A California-based news website covering China, called China Digital Times, was targeted in a spying campaign that involved phishing lures and the use of the NetWire remote access Trojan.
The attacks began in February 2017 and were part of a wider campaign of phishing, reconnaissance and malware operations that used domains and content made to mimic other Chinese-language news websites including China Digital Times, Epoch Times, Mingjing News, HK01 and Bowen Press.
According to an investigation by the Munk School of Global Affairs at the University of Toronto’s Citizen Lab, published Wednesday, the attacks were similar to previous malware campaigns targeting a Tibetan radio station and the Thai government.
One phishing attack targeting China Digital Times (CDT) included an email claiming to come from a University of California Berkeley student with a news tip. “I have insider information that is different from what you’ve published,” the email read and included a link. When clicked the link delivers an article from a spoofed version of the news site CDT.
“Clicking on the link displays the article with a pop-up message asking the journalist to enter their username and password in prompt designed to look like a WordPress login page,” Citizen Lab wrote. “The real CDT website runs on WordPress, and therefore the purpose of this phishing campaign is to steal credentials to the actual CDT website and gain access.”
A second phishing attempt to lure CDT staff to a spoofed version of the news website Mingjing News was also attempted. This spoofed page did not include malicious content but was believed to serve the purpose of determining whether or not a target would click on the link.
The attempts to trick China Digital Times did not work but did tip Citizen Lab researchers off to details of other aspects of a larger phishing campaign perpetrated by the same threat actors. By examining WHOIS registration data, researchers uncovered additional domains spoofing Epoch Times, HK01 and Bowen Press.
According to researchers, attackers “used domains and copied content that masqueraded as Epoch Times, Mingjing News, HK01, and Bowen Press.” While each of these sites report on China, Citizen Lab said it’s unclear whether or not those news websites were targeted or who may have been behind the attacks in the first place.
Of the domains spoofed, the HK01 and Bowen Press websites contained links to the NetWire malware payload, Citizen Lab reported. NetWire is a Trojan known for its ability to collect stored username and passwords from targeted systems as well as plant keyloggers, take screen shots and capture audio.
Visitors to the spoofed HK01 website saw a front page identical to HK01, except the site’s center content block is blank. The visitor is then prompted to update their Adobe Flash Player with the message “Adobe Flash Player this version is outdated. Please click.”
“Clicking this link initiates a download of an executable and then forwards the user to the legitimate Adobe update site,” researchers said.
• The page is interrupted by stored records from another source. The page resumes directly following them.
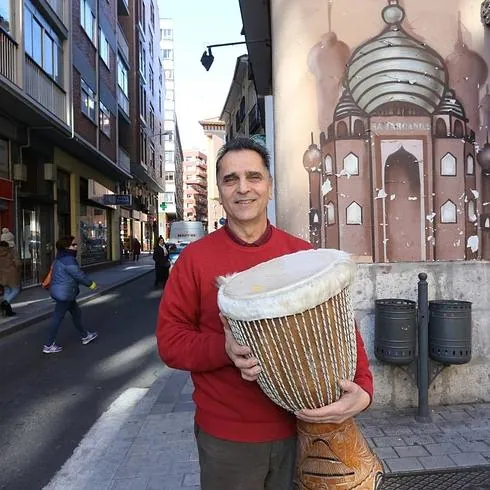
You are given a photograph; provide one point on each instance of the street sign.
(117, 199)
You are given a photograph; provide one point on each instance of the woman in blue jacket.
(66, 277)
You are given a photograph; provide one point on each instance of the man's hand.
(353, 401)
(248, 366)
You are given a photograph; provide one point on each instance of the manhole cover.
(475, 478)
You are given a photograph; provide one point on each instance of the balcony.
(8, 54)
(123, 160)
(122, 44)
(122, 7)
(58, 8)
(44, 90)
(123, 101)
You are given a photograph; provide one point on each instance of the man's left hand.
(353, 401)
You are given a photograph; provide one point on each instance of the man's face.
(245, 187)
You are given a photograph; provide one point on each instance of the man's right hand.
(248, 366)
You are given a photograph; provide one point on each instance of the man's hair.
(64, 242)
(240, 144)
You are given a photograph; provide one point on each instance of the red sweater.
(190, 337)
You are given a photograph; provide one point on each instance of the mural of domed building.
(396, 175)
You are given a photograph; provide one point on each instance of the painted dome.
(396, 67)
(347, 107)
(451, 105)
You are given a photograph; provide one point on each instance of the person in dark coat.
(64, 289)
(162, 262)
(136, 249)
(9, 276)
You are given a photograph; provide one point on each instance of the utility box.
(450, 331)
(395, 330)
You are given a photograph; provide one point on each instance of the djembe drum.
(295, 314)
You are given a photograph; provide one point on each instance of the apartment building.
(170, 202)
(195, 187)
(214, 131)
(66, 125)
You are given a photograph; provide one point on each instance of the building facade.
(170, 202)
(214, 131)
(381, 116)
(65, 124)
(195, 187)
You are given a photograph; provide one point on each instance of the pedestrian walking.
(10, 272)
(64, 289)
(136, 245)
(162, 262)
(244, 440)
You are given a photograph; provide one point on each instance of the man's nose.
(243, 186)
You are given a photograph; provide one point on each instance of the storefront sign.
(6, 189)
(117, 199)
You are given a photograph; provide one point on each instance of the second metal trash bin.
(395, 327)
(450, 331)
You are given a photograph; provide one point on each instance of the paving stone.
(387, 441)
(441, 448)
(403, 464)
(140, 483)
(418, 439)
(468, 459)
(411, 451)
(436, 462)
(473, 447)
(385, 452)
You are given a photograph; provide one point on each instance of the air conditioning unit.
(20, 172)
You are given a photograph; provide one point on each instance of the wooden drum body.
(295, 314)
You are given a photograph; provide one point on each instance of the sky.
(201, 94)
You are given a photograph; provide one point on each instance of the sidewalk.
(145, 441)
(34, 304)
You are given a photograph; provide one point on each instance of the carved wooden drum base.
(332, 456)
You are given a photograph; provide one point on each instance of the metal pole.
(423, 414)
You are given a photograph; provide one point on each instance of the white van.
(186, 231)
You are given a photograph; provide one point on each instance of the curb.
(42, 315)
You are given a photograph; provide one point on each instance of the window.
(470, 165)
(122, 76)
(448, 165)
(42, 43)
(87, 19)
(354, 214)
(104, 49)
(351, 164)
(330, 211)
(152, 82)
(142, 102)
(142, 59)
(152, 155)
(328, 165)
(448, 212)
(87, 100)
(5, 16)
(104, 120)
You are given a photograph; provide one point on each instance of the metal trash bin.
(450, 331)
(395, 330)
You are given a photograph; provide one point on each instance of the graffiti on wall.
(400, 170)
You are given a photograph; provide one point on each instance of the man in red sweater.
(245, 441)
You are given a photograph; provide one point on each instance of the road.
(48, 402)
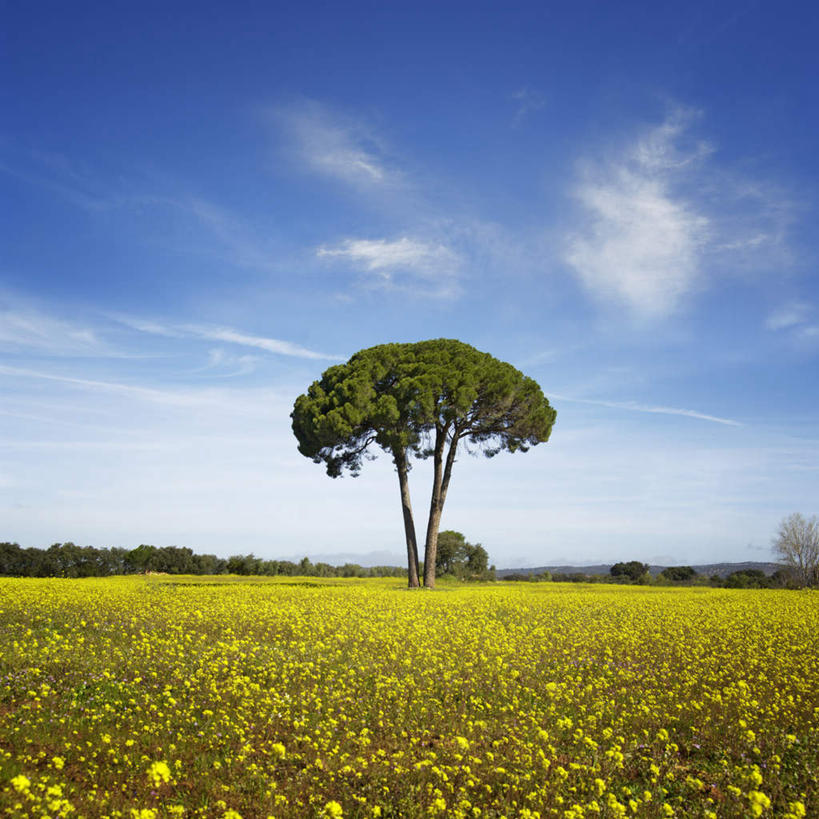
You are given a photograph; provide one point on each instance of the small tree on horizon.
(419, 400)
(797, 546)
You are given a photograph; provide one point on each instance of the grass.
(160, 696)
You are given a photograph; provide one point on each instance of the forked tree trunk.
(440, 484)
(409, 524)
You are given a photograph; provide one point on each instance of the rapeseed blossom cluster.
(154, 697)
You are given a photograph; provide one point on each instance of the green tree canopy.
(419, 400)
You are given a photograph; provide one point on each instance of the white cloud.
(337, 146)
(271, 345)
(224, 334)
(643, 241)
(788, 315)
(23, 327)
(527, 100)
(421, 267)
(662, 218)
(657, 410)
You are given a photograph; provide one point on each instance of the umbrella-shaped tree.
(419, 400)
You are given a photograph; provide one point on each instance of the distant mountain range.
(707, 569)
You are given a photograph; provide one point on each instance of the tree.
(797, 545)
(678, 574)
(419, 400)
(633, 570)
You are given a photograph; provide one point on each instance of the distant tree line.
(70, 560)
(636, 573)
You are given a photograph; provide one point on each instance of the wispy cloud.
(423, 268)
(789, 315)
(658, 410)
(336, 145)
(527, 101)
(224, 334)
(25, 328)
(174, 397)
(642, 242)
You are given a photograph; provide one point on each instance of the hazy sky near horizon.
(207, 204)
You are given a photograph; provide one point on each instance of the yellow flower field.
(160, 696)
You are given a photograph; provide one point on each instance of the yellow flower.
(21, 783)
(158, 773)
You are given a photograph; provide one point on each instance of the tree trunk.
(409, 524)
(440, 483)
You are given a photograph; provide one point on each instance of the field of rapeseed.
(180, 697)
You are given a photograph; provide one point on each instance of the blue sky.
(206, 205)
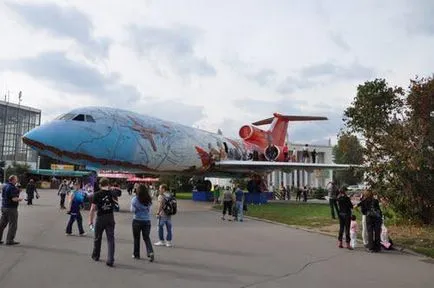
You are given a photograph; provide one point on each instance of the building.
(301, 178)
(15, 121)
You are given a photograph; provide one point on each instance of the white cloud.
(211, 64)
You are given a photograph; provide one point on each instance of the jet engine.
(253, 134)
(271, 152)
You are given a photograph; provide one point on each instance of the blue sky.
(212, 64)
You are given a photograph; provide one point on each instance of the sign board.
(62, 167)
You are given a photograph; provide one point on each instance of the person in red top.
(285, 153)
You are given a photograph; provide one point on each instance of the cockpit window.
(89, 118)
(67, 116)
(79, 117)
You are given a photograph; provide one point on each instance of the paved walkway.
(207, 252)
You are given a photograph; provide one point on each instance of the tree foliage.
(348, 151)
(397, 127)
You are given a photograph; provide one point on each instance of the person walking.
(74, 207)
(374, 220)
(363, 210)
(31, 191)
(227, 204)
(141, 206)
(333, 192)
(103, 205)
(10, 200)
(345, 211)
(163, 218)
(63, 191)
(239, 201)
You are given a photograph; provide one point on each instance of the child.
(386, 242)
(354, 228)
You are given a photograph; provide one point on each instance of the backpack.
(373, 212)
(169, 205)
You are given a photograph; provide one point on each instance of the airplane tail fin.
(279, 125)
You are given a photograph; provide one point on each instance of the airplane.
(103, 138)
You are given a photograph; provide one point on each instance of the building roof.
(23, 107)
(66, 173)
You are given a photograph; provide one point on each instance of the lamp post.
(17, 135)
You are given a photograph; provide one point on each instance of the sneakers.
(160, 243)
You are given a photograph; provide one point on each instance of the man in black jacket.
(10, 200)
(103, 205)
(345, 211)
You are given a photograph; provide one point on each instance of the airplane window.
(79, 117)
(68, 116)
(89, 118)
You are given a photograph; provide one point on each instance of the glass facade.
(15, 121)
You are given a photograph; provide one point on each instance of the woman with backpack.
(141, 207)
(373, 221)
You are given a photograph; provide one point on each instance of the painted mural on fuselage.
(123, 140)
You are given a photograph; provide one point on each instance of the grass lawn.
(184, 195)
(318, 217)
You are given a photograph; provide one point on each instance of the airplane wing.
(264, 166)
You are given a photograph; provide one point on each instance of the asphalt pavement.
(207, 252)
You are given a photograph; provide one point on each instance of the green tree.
(348, 151)
(398, 133)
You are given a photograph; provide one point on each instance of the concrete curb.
(397, 248)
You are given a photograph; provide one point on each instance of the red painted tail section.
(278, 129)
(276, 134)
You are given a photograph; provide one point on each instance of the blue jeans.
(239, 210)
(168, 222)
That first executable is a dropper program designed to pull down the NetWire RAT payload.
Further analysis by researchers pinpointed four unique malicious files in the “Adobe Flash Player update” directory. Each file has the same objective: delivering the dropper. Each file is packed with VMProtect, software used to obfuscate source code to make analysis and reverse engineering more difficult, according to researchers.
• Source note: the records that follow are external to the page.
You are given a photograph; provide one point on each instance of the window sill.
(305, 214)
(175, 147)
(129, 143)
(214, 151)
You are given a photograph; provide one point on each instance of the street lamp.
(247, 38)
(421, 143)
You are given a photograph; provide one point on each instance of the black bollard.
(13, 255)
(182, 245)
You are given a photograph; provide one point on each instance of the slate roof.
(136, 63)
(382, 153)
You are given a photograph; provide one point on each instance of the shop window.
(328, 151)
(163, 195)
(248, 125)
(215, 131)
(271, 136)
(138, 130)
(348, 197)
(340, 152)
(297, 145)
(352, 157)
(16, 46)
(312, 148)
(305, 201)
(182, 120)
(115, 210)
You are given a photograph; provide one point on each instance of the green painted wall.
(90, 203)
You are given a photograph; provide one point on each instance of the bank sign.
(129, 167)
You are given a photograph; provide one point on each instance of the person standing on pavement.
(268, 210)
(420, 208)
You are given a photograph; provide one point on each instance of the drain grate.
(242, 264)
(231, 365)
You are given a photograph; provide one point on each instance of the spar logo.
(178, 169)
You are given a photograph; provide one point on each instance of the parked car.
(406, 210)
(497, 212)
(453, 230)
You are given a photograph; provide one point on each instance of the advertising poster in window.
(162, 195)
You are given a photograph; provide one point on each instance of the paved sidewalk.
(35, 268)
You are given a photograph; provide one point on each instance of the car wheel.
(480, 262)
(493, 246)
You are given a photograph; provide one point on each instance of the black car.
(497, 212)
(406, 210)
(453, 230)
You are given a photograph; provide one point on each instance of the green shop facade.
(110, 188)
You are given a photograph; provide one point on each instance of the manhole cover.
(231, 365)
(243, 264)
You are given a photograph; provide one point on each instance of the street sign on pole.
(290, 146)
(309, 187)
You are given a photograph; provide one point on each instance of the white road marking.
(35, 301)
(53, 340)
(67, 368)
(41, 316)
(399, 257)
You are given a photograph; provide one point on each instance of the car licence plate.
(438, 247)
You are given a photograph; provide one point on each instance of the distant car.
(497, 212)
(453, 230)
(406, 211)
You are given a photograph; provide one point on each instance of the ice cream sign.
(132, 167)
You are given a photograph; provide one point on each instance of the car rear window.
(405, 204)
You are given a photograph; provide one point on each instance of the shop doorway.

As for malware hosted on the spoofed Bowen Press website, Citizen Lab said, those instances were not immediately present at the time of analysis. The site’s front page, similar to HK01, was missing content. An analysis of the spoofed site’s history revealed the site at one time did serve up malware.
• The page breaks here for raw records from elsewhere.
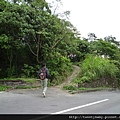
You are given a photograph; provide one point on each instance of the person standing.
(43, 75)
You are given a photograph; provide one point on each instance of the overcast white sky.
(101, 17)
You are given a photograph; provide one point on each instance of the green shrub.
(3, 87)
(95, 67)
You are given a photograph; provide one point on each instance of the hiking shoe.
(43, 94)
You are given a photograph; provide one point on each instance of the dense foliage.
(30, 34)
(98, 68)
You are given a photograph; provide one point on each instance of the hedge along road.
(58, 101)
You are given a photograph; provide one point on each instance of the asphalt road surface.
(59, 102)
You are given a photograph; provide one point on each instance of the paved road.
(59, 102)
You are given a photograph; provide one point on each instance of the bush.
(95, 68)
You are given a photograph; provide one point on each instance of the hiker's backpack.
(42, 74)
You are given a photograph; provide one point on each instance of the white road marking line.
(93, 103)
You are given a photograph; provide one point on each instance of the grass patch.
(4, 87)
(28, 80)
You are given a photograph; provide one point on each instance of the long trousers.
(44, 85)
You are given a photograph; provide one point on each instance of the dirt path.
(71, 77)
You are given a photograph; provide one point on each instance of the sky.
(101, 17)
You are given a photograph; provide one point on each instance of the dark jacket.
(47, 72)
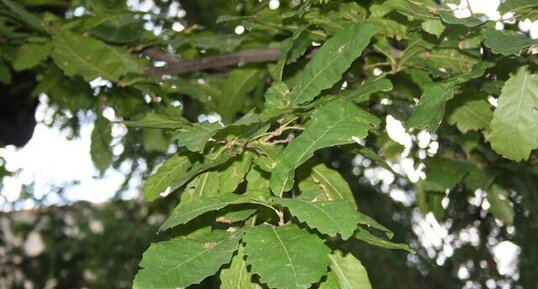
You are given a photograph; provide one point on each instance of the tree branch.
(177, 66)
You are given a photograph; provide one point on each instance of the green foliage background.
(280, 192)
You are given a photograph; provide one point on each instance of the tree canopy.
(271, 127)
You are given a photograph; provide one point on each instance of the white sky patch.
(274, 4)
(397, 133)
(506, 254)
(50, 161)
(239, 29)
(467, 8)
(166, 192)
(178, 27)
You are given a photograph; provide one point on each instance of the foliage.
(259, 200)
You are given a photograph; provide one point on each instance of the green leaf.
(431, 108)
(331, 282)
(501, 206)
(332, 184)
(506, 42)
(349, 271)
(181, 262)
(334, 123)
(234, 174)
(434, 27)
(91, 58)
(202, 186)
(119, 27)
(514, 128)
(30, 55)
(412, 9)
(364, 235)
(167, 177)
(100, 148)
(286, 256)
(5, 74)
(518, 6)
(443, 174)
(157, 120)
(23, 15)
(328, 217)
(473, 21)
(333, 59)
(276, 97)
(196, 137)
(187, 211)
(361, 94)
(371, 223)
(237, 275)
(469, 113)
(236, 87)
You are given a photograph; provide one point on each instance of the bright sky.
(51, 161)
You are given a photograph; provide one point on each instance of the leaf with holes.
(181, 262)
(328, 217)
(237, 275)
(334, 123)
(332, 59)
(347, 272)
(286, 256)
(514, 128)
(91, 58)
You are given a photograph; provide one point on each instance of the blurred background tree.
(463, 241)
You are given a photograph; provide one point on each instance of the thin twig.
(212, 62)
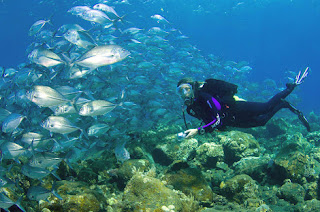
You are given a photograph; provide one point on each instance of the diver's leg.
(290, 87)
(262, 119)
(301, 117)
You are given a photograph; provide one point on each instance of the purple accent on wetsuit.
(209, 104)
(207, 125)
(216, 103)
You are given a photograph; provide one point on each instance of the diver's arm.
(214, 106)
(206, 128)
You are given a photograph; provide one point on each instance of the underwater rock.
(255, 167)
(295, 166)
(291, 192)
(314, 138)
(311, 191)
(144, 193)
(76, 196)
(276, 127)
(309, 206)
(130, 167)
(208, 154)
(293, 142)
(237, 145)
(191, 182)
(239, 188)
(166, 153)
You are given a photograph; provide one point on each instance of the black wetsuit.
(218, 113)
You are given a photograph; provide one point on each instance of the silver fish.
(45, 96)
(97, 16)
(11, 150)
(76, 72)
(44, 160)
(12, 122)
(159, 18)
(58, 124)
(102, 56)
(78, 10)
(30, 137)
(4, 114)
(96, 108)
(39, 193)
(106, 8)
(37, 26)
(98, 129)
(68, 92)
(37, 173)
(79, 38)
(44, 57)
(66, 108)
(64, 28)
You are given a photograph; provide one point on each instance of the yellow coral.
(222, 185)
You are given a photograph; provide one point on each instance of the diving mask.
(185, 90)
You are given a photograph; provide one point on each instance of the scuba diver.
(214, 103)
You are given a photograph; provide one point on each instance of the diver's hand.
(190, 133)
(300, 77)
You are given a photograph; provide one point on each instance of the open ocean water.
(259, 45)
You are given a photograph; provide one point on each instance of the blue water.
(273, 36)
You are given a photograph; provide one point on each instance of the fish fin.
(18, 204)
(54, 192)
(69, 164)
(83, 132)
(74, 101)
(53, 172)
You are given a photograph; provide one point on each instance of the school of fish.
(82, 90)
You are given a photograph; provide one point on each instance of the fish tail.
(55, 174)
(18, 204)
(54, 192)
(84, 133)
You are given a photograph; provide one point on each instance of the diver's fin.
(301, 117)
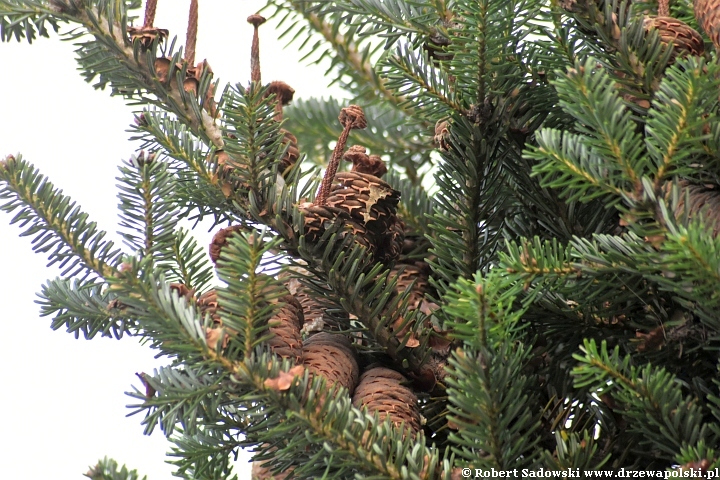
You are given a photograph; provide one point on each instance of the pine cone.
(363, 163)
(332, 356)
(220, 240)
(314, 312)
(318, 219)
(381, 390)
(707, 13)
(285, 325)
(372, 204)
(685, 40)
(162, 69)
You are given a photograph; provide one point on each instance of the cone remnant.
(684, 39)
(332, 356)
(707, 13)
(381, 390)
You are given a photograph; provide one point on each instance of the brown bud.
(352, 116)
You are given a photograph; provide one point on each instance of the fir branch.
(357, 441)
(650, 398)
(314, 122)
(58, 225)
(204, 455)
(183, 397)
(148, 210)
(188, 263)
(84, 307)
(424, 87)
(675, 124)
(115, 60)
(496, 417)
(250, 298)
(591, 98)
(108, 469)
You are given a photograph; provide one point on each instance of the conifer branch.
(122, 64)
(59, 226)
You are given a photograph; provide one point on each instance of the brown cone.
(685, 40)
(332, 356)
(162, 69)
(220, 239)
(146, 35)
(372, 203)
(318, 219)
(363, 163)
(314, 311)
(381, 390)
(285, 325)
(707, 13)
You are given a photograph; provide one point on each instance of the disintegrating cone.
(220, 240)
(285, 325)
(162, 69)
(364, 163)
(372, 204)
(685, 40)
(318, 219)
(147, 35)
(707, 13)
(208, 305)
(315, 312)
(332, 356)
(381, 390)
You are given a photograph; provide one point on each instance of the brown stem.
(256, 21)
(330, 172)
(191, 39)
(150, 8)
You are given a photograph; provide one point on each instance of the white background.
(62, 400)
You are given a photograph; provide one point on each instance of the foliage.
(563, 312)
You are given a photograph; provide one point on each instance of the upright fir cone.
(316, 315)
(283, 96)
(383, 391)
(284, 326)
(332, 356)
(707, 13)
(683, 38)
(365, 204)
“The use of this URL path further suggests that the fake Bowen Press domain and content were used to serve malware at some point,” researchers said.
Researchers acknowledge that several news organizations that report on China have also been targeted in the past by phishing and malware campaigns.
“In 2009, as part of the GhostNet investigation, Citizen Lab found that China-based operators had infiltrated the mail servers of Associated Press offices in London and Hong Kong,” researchers wrote.
They add, Reuters, the Strait Times, The New York Times and Agence France Presse have also reported past intrusions by hackers believed to be sponsored by China.
Citizen Lab couldn’t concretely link the most recent attacks it observed to China however.
“These news websites report on issues sensitive to the government of China and are blocked in the country. However, this report does not conclusively attribute the campaign to a publicly reported threat actor or state sponsor,” the researchers wrote.